The armour clad woman doesn’t know how The Perish are siphoning energy from the Sun, especially from this distance, but sees no reason to question Ross’ words.

“Yes, but we’d need an army to take it down. And we don’t have one.” Ross answers honestly. He hopes Isis will not ask next what he thinks she might.

“What about the Paragons?” Isis queries asking the question he had hoped she would not. He isn’t sure how to tell her what he found in a separate section of the data banks. A section that holds data recovered from humans killed by The Perish, but that was never broken into. Still, he knows he has to give her an answer. If he doesn’t she will only keep asking, so he issues the response of, “There are no other Paragons. It seems you are the only one Isis.”

“What? I can’t be. You said…”

“I have the files right here. The program was abandoned. It was dubbed a failure. No suitable specimens were returned within a defined more than suitable period of fifty years.” Ross assures after having cut her off. If her being cut off annoys Isis she doesn’t show it as she replies, “No.
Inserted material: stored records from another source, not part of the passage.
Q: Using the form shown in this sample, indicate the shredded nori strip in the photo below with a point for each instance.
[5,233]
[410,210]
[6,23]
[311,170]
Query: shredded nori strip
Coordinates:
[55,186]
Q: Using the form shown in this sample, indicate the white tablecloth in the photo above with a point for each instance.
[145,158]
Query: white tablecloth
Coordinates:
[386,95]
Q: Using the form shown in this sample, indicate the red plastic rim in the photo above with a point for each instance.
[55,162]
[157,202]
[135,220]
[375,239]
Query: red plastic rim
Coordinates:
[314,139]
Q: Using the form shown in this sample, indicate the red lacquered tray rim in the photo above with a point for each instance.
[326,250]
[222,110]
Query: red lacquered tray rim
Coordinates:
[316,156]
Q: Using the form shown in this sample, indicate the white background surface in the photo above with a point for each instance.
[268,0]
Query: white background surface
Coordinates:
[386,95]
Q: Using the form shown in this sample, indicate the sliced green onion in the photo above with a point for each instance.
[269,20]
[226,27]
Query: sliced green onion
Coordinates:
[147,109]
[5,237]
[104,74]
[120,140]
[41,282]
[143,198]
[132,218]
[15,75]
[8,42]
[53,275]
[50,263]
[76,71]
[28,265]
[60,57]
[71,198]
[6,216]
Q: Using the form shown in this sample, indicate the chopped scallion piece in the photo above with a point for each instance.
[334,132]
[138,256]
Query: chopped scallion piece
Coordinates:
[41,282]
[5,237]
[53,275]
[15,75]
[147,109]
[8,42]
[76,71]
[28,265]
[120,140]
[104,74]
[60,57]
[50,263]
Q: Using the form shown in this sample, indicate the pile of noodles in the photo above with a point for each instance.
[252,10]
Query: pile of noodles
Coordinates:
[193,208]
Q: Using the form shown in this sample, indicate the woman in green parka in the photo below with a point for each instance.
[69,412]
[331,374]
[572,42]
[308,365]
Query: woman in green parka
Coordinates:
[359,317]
That can’t be true. It’s The Perish. They want us to believe it failed.” She is trying to reason away the truth, but there is no use.

“Isis the data was recovered but The Perish never subverted the security protocols.” Ross feels terrible to have to say the words aloud, but Isis has to understand that he is speaking the truth. That this is not part of some Perish subversion or propaganda, and that she really is the only Paragon.
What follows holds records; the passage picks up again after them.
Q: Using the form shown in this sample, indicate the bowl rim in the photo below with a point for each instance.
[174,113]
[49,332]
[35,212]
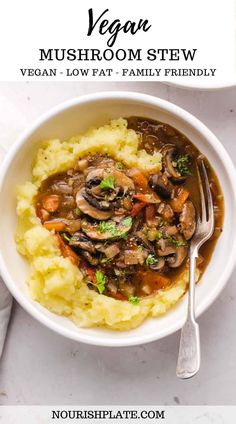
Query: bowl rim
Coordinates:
[151,101]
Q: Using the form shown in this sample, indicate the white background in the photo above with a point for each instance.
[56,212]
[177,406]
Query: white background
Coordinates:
[208,25]
[41,367]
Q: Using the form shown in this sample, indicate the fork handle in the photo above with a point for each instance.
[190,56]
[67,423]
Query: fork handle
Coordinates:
[189,349]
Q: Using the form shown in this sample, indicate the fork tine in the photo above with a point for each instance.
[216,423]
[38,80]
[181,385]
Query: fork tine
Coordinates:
[203,202]
[209,197]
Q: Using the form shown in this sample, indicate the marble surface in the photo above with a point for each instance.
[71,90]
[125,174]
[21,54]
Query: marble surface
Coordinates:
[41,367]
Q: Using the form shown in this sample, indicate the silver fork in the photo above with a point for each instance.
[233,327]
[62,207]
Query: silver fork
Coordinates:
[189,349]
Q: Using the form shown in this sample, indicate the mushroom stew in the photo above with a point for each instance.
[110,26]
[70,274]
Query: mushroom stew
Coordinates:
[128,231]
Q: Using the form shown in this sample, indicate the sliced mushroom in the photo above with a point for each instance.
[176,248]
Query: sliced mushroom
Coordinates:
[112,250]
[169,153]
[102,205]
[161,184]
[177,259]
[90,210]
[82,242]
[61,187]
[187,220]
[159,265]
[122,183]
[165,248]
[86,255]
[166,211]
Ross can barely believe it himself. And he was the one who reviewed the truth that is written write in front of him.

He shares the hollow feeling that he is convinced Isis is also feeling and that is why he is surprised when she asks, “How can I get to that platform?”

The question catches Ross off-guard and at first he doesn’t know how to answer it as there is no way that he can let her do that. It would be suicide. He wasn’t joking when he said they would need an army to attack that orbital platform. But after a few seconds he responds with, “I’m not telling you that. I can’t let you throw your life away.”

“What other choice do we have?” Isis fires back in protest.

“We could try and contact the people under that dome. Get them the data and organise a counterattack.”

“And what are the odds of that succeeding?” Isis queries. She doesn’t know the answer but her guess is that it will take longer than two days. But even if somehow they do have enough time, Ross and her have no idea what those peoples capabilities are. They might be the only ones able to fight and all they would have accomplished is wasting time they don’t really have to learn that.

“Slim, at best.” Ross admits defeated by her logic. He had hoped that she wouldn’t be so logical. Though, these reports detail exactly what capabilities the humans under that dome possess and it isn’t good. Most are too young, old or weak to fight and that is before considering the severely limited supplies they posses. How much worse the conditions have gotten since these details though, he cannot anticipate, except to say that they definitely would have gotten worse.

“Then I ask again, how do I get to that platform?”

“The Perish transport is capable.” Ross admits with a meek resigned tone.

“Can you pilot it?” Isis is sure that he can but asks anyway. She has caught the tone of the AI’s  voice and while she can’t be sure as to why he sounds that way, she can take an educated guess. But there are bigger things at stake than either of their lives. She knows Ross understands that and truth be told she doesn’t want to die. But she will forego her life for the sake of humanity.

“Yes.” Ross confirms seconds before Isis turns and heads for The Perish transport and says, “Then it’s time we go on offensive.”